# Places for good 2nd hand cars in Wellington?



## paisleypark (Mar 9, 2010)

Hi,

If possible, could someone pls list some places in Wellington that may have good & reputable 2nd hand vehicles?

Thank you


----------



## escapedtonz (Apr 6, 2012)

paisleypark said:


> Hi,
> 
> If possible, could someone pls list some places in Wellington that may have good & reputable 2nd hand vehicles?
> 
> Thank you


There's loads of places. Too many to list.

If your a after a bargain Turners Auctions is quite good but you do need some knowledge of cars and what to look out for.
At Turners you can view any car before the auction, test drive it on the premises and even get someone along to carry out a mechanical inspection if you wish.
You must be aware of your rights and the risks. Buying at auction is like buying private. Goods are sold as seen so if something goes wrong after you drive away there isn't any comeback for the auction house. It would pay to cover yourself with a mechanical warranty but even those aren't sometimes worth the paper they're printed on.

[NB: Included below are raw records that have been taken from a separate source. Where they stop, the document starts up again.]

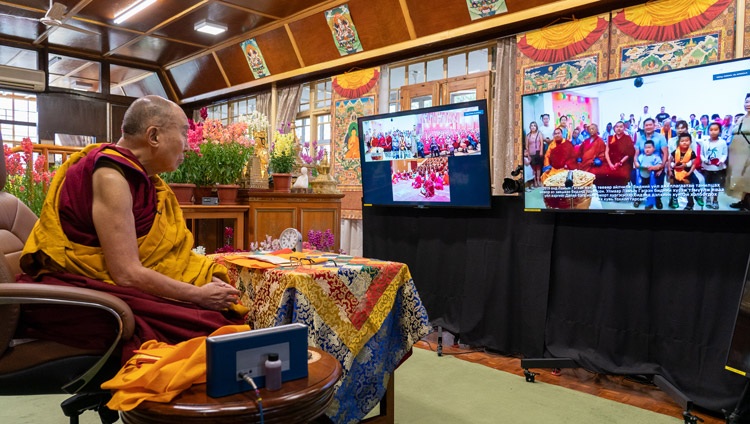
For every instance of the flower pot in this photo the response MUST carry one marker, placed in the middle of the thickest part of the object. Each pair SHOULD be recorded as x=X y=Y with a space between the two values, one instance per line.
x=201 y=192
x=282 y=182
x=227 y=193
x=183 y=192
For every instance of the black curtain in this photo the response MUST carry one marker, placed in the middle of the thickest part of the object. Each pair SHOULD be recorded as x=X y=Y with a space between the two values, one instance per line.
x=620 y=294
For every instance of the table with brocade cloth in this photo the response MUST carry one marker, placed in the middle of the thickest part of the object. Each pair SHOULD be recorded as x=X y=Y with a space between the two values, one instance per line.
x=365 y=312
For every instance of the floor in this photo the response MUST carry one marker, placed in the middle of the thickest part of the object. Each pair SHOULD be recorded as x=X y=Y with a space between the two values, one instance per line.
x=618 y=388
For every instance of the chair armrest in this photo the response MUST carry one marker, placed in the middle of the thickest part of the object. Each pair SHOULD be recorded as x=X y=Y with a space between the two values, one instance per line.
x=27 y=293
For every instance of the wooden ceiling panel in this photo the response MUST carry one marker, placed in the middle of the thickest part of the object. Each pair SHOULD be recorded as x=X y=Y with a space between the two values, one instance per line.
x=433 y=16
x=378 y=26
x=19 y=23
x=197 y=76
x=161 y=11
x=314 y=39
x=235 y=65
x=276 y=8
x=237 y=21
x=277 y=51
x=155 y=50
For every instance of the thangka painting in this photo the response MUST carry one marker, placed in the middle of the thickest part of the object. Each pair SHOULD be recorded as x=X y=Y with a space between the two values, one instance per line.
x=344 y=33
x=346 y=138
x=651 y=58
x=255 y=58
x=670 y=34
x=479 y=9
x=553 y=76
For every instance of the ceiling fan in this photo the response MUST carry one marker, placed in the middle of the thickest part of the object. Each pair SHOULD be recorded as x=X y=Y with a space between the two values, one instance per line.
x=55 y=17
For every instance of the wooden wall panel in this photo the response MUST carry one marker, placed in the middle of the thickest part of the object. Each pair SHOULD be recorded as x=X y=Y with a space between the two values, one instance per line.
x=378 y=26
x=235 y=65
x=314 y=39
x=277 y=51
x=197 y=77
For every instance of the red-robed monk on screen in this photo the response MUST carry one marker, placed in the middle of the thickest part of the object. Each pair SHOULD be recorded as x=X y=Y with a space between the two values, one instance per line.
x=110 y=223
x=560 y=156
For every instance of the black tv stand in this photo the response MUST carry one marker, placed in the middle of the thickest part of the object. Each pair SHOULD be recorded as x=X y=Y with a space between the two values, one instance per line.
x=544 y=363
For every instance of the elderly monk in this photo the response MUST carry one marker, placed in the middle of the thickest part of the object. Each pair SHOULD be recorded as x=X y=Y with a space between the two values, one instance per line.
x=560 y=156
x=110 y=223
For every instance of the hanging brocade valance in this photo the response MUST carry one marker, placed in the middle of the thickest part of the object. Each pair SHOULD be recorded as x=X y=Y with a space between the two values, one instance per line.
x=669 y=19
x=353 y=85
x=561 y=42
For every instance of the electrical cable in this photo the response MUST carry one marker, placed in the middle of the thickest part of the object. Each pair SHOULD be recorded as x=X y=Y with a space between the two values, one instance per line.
x=249 y=380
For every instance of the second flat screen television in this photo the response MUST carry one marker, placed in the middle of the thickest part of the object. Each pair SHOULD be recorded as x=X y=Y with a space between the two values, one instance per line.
x=430 y=157
x=605 y=177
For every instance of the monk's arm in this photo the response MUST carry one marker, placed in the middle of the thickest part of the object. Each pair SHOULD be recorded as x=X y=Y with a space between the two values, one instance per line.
x=115 y=226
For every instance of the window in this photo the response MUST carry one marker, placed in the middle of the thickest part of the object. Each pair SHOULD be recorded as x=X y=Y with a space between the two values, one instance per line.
x=18 y=117
x=313 y=120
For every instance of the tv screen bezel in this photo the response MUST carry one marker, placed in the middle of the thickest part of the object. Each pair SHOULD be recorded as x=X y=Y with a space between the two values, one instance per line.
x=485 y=202
x=627 y=210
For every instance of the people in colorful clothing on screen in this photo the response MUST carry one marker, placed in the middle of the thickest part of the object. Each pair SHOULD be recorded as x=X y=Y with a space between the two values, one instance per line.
x=560 y=156
x=714 y=152
x=738 y=164
x=683 y=163
x=650 y=163
x=534 y=147
x=660 y=147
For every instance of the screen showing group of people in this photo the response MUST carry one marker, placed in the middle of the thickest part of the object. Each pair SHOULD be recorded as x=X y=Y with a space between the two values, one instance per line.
x=419 y=148
x=672 y=153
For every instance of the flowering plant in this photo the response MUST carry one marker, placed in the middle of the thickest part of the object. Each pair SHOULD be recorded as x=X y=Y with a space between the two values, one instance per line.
x=282 y=151
x=217 y=153
x=319 y=240
x=27 y=178
x=255 y=122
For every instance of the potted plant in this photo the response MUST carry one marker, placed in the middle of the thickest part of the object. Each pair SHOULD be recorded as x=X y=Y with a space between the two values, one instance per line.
x=282 y=159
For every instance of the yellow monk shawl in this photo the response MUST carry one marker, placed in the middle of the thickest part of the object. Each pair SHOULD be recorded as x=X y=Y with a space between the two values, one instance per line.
x=158 y=372
x=167 y=248
x=681 y=175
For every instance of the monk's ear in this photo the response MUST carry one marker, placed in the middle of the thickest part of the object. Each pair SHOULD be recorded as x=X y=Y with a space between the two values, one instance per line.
x=152 y=136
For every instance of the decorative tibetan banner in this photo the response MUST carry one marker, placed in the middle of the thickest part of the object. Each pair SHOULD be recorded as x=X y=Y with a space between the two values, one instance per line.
x=355 y=95
x=562 y=42
x=344 y=33
x=255 y=58
x=479 y=9
x=670 y=34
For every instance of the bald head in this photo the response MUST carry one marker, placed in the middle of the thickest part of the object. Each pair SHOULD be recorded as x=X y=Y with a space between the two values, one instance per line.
x=148 y=111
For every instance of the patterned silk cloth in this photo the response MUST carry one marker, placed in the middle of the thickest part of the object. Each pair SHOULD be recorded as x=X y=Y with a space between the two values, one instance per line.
x=365 y=312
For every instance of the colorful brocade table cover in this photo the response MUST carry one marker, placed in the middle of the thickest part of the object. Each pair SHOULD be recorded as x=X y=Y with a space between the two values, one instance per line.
x=365 y=312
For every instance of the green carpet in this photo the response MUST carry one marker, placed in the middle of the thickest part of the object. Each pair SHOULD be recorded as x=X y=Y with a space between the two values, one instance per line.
x=432 y=389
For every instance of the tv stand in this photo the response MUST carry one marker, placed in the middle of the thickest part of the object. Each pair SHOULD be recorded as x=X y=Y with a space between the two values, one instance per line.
x=544 y=363
x=679 y=397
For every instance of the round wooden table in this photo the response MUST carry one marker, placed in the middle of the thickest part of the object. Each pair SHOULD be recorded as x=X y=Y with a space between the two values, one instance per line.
x=298 y=401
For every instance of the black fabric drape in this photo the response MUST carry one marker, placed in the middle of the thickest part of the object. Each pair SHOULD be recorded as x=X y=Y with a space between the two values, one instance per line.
x=634 y=294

You have less risk buying from a 2nd hand car dealer as the buyer is covered by the sale of goods act so you do have some comeback for the first few months at least.

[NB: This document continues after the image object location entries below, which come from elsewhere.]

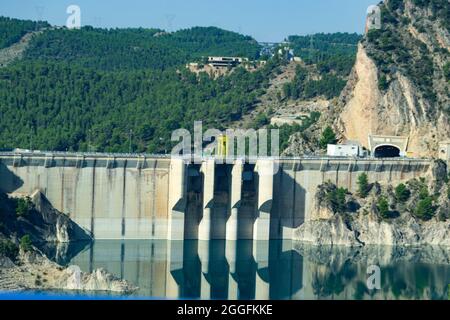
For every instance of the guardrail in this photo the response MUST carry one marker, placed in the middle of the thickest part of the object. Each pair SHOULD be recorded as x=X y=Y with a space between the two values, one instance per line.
x=168 y=156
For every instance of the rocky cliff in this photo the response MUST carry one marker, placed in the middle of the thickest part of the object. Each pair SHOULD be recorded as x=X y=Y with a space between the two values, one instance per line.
x=399 y=84
x=417 y=213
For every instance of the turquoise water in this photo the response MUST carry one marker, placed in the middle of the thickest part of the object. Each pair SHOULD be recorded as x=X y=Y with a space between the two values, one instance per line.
x=266 y=270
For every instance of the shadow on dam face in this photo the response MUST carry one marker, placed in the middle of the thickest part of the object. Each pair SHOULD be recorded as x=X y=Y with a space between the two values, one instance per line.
x=9 y=181
x=229 y=271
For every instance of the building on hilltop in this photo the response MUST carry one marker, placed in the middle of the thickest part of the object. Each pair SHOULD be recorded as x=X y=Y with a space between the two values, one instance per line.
x=225 y=62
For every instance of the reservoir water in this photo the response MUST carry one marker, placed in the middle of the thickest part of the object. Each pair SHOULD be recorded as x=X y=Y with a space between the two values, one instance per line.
x=267 y=270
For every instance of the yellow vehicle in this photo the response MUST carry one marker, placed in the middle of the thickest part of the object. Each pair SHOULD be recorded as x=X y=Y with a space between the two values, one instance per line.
x=222 y=146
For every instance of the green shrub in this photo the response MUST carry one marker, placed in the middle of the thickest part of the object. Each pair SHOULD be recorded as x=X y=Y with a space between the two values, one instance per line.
x=26 y=244
x=24 y=207
x=383 y=83
x=402 y=193
x=8 y=249
x=383 y=207
x=447 y=71
x=337 y=200
x=363 y=185
x=328 y=137
x=425 y=209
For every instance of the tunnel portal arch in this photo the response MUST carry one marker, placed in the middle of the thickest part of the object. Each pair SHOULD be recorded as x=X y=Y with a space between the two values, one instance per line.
x=388 y=146
x=387 y=151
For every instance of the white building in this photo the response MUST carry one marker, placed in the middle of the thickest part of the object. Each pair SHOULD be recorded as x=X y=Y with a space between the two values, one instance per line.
x=444 y=150
x=345 y=150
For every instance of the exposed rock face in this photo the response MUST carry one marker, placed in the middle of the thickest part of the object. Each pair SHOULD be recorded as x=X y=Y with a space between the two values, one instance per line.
x=367 y=230
x=359 y=221
x=35 y=272
x=408 y=54
x=46 y=224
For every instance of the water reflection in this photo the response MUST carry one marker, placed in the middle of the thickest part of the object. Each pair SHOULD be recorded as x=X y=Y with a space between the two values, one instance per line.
x=269 y=270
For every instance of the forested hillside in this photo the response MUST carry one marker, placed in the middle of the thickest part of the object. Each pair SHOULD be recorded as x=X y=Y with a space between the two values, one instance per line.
x=132 y=49
x=94 y=89
x=11 y=30
x=330 y=56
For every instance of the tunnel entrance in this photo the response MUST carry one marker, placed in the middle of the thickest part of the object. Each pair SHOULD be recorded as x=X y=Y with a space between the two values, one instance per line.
x=387 y=152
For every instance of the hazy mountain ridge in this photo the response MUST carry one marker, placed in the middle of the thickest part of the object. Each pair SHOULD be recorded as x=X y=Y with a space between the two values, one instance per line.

I've bought 3 cars in Wellington and every one a good experience and all from different 2nd hand dealers.
Bought a 2006 Subaru from Wholesale Cars Direct in Lower Hutt. They deal in 2nd hand imports mainly from Japan, but wouldn't use them again as they are on the expensive side.
Bought a 2006 Mitsi from City Motor Group which is a big nationwide car dealer. Still have that car which was a great deal.
Bought a 2010 Mitsi 4x4 from Autoselect that sell Pre-leased or ex company cars and is situated in Wellington City near to all the main manufacturers/dealers near the Basin Reserve. Still have that car.

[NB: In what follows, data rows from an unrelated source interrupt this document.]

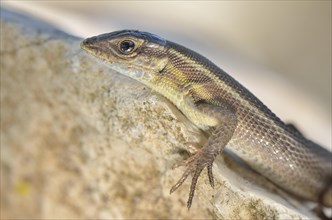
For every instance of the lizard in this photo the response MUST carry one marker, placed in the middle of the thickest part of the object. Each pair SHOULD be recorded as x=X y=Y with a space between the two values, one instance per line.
x=222 y=108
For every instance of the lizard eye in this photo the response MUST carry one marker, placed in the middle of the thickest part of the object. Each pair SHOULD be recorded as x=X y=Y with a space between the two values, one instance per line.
x=127 y=46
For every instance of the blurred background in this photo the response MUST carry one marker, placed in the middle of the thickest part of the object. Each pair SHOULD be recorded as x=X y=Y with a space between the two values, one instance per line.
x=280 y=50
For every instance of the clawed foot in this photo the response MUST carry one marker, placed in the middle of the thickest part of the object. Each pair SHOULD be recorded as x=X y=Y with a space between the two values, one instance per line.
x=195 y=164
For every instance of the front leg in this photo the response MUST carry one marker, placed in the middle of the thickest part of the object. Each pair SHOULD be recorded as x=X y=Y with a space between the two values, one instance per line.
x=204 y=157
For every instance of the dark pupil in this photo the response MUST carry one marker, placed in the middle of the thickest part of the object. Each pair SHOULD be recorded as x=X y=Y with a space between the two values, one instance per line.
x=127 y=46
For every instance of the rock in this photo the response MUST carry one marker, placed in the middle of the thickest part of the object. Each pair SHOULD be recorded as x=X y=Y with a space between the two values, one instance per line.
x=81 y=141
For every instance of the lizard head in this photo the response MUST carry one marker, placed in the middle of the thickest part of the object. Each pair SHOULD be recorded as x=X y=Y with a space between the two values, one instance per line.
x=139 y=55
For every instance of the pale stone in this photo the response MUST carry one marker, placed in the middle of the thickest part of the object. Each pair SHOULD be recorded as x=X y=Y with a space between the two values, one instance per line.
x=80 y=141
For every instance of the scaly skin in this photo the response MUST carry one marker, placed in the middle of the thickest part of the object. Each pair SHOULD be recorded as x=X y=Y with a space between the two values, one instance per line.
x=222 y=107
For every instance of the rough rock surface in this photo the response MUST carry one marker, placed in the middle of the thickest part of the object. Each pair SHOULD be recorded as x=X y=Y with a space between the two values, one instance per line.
x=80 y=141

Have many friends who've purchased from Turners and none have had a bad experience. They all got really good bargains but for the first few months were really worried just in case anything went wrong with the cars - luckily nothing did.

I'd recommend using a larger 2nd hand car dealer just because there's less risk and more comeback for you is anything goes wrong.
I'd also use Turners but instead of buying at auction they do have cars that can be purchased as a "Buy It Now". These seem to come with less risk and some comeback if anything goes wrong.


----------



## paisleypark (Mar 9, 2010)

awesome thank you - we'll be visiting all those places you mentioned


----------



## signifi (Jul 30, 2013)

Coventry Cars
do a google search under this for Wellington, NZ


----------